Cette évolution s’explique par une hausse des importations (+9,6%) , nettement supérieure à celle des exportations (+5%) . Le taux de couverture (exportations/importations) a logiquement reculé, passant de 76,2% à 73%.
L’énergie, premier foyer de déséquilibre
L’une des principales causes de ce creusement est le déficit de la balance énergétique. Il atteint -5 826,2 MDT contre -4 332,5 MDT un an plus tôt, soit une hausse de près de 35%. Ce poste à lui seul représente plus de la moitié du déficit total.
À l’inverse, hors énergie, le déficit commercial se réduit à -4 589,4 MDT, signe que le reste de l’économie résiste mieux. Le groupe alimentation affiche même un excédent de +943,4 MDT, porté par les bonnes performances agricoles.
Exportations : l’huile d’olive et le raffiné tirent leur épingle du jeu
Les exportations tunisiennes totalisent 28 169,8 MDT entre janvier et mai 2026, contre 26 831,5 MDT un an plus tôt. Deux secteurs se distinguent :
- Industries agro-alimentaires : +20%, grâce à la hausse des ventes d’huile d’olive (3 047,8 MDT contre 2 117,3 MDT en 2025).
- Énergie : +37,7%, porté par les produits raffinés (636,9 MDT contre 150,1 MDT).
Les industries mécaniques et électriques progressent aussi modestement (+6,1%).

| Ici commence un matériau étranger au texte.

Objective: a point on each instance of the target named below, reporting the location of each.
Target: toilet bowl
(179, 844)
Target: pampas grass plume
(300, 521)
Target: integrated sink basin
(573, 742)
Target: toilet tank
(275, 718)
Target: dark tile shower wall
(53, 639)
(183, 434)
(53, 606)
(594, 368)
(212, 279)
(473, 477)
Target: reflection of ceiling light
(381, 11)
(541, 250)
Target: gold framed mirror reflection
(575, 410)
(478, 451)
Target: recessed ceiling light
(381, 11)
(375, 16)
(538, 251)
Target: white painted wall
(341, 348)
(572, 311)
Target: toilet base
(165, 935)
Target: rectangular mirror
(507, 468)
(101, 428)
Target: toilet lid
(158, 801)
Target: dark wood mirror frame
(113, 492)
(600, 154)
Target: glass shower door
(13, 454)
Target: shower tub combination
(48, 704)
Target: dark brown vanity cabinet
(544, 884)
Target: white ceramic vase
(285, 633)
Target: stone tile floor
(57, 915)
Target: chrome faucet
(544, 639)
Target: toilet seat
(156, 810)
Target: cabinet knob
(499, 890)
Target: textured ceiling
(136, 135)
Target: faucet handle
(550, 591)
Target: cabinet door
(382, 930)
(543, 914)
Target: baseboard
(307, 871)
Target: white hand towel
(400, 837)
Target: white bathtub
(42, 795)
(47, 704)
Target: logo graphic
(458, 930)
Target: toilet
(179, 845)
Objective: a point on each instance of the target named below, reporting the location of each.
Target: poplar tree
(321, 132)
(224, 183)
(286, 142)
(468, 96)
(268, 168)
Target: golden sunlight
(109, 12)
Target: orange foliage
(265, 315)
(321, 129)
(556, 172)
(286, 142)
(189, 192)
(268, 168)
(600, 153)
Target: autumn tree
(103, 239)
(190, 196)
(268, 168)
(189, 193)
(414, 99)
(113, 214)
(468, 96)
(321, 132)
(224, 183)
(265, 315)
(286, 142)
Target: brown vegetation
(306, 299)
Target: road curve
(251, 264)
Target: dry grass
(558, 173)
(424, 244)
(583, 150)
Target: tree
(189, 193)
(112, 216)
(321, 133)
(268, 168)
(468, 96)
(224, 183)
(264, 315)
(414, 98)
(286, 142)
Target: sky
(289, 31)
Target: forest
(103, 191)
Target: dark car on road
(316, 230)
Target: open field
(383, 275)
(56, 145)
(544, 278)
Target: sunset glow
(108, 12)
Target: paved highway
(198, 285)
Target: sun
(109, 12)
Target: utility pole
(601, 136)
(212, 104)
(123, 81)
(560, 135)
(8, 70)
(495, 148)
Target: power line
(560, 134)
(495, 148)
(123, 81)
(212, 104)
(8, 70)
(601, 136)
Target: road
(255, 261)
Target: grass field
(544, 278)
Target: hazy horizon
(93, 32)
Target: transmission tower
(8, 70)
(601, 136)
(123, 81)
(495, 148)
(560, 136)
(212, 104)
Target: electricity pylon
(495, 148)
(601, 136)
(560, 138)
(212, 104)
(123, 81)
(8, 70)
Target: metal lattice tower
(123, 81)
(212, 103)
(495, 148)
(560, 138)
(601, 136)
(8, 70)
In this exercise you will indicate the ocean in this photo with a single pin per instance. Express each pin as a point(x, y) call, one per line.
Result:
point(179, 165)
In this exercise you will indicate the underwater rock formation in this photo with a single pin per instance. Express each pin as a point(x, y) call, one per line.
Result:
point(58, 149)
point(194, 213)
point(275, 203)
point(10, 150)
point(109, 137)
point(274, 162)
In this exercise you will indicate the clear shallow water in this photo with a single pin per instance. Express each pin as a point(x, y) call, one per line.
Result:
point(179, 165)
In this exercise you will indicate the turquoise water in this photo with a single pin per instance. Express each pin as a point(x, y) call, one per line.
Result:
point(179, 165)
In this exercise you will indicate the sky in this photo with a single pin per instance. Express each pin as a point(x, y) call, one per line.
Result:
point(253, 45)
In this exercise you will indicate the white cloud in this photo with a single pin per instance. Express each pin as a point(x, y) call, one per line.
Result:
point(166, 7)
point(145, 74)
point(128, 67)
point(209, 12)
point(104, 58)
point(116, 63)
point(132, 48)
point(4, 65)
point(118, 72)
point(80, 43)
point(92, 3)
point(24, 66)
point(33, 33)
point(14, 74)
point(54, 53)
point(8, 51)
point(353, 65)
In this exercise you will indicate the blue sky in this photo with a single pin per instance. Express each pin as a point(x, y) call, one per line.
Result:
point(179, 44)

En revanche, deux secteurs historiques sont en repli :
- Mines, phosphates et dérivés : -31,8%.
- Textile, habillement et cuir : -6,2%.
Importations : tous les postes augmentent
Les importations atteignent 38 585,4 MDT, en hausse de 9,6% par rapport à 2025. Tous les groupes de produits sont concernés :
- Produits énergétiques : +35,1%
- Produits alimentaires : +20,1%
- Biens de consommation : +5,9%
- Biens d’équipement : +4,1%
- Matières premières et demi-produits : +1,5%
Cette hausse généralisée reflète à la fois les besoins industriels et la dépendance énergétique et alimentaire du pays.
L’Europe reste le premier partenaire, mais les marchés arabes se réveillent
L’Union européenne absorbe 71,5% des exportations tunisiennes, soit 20 131,8 MDT. Les ventes progressent vers la France (+6,7%) et l’Italie (+3,5%) , mais reculent vers l’Allemagne (-1,3%) et les Pays-Bas (-11,3%) .
Côté pays arabes, les hausses sont spectaculaires :
- Égypte : +110%
- Arabie saoudite : +59,9%
À l’inverse, les exportations chutent vers le Maroc (-37,7%) , l’Algérie (-26%) et la Libye (-20,5%) , ce qui peut interroger sur les tensions ou ralentissements régionaux.
Du côté des importations, l’UE fournit 44,2% du total (17 045,7 MDT). La France (+17,3%) et l’Italie (+10,7%) restent les premiers fournisseurs. Hors UE, les achats augmentent avec la Turquie (+6,2%) et l’Inde (+23,6%) , mais reculent fortement avec la Russie (-40,1%) et légèrement avec la Chine (-1,9%) .
Seule l’alimentation résiste
Le déficit commercial total de -10 415,6 MDT se décompose ainsi par groupe de produits :
- Produits énergétiques : -5 826,2 MDT
- Matières premières et demi-produits : -2 604 MDT
- Biens d’équipement : -1 827,1 MDT
- Biens de consommation : -1 101,7 MDT
Seule l’alimentation affiche un solde positif (+943,4 MDT), tiré par l’huile d’olive et, dans une moindre mesure, les dattes ou produits de la mer.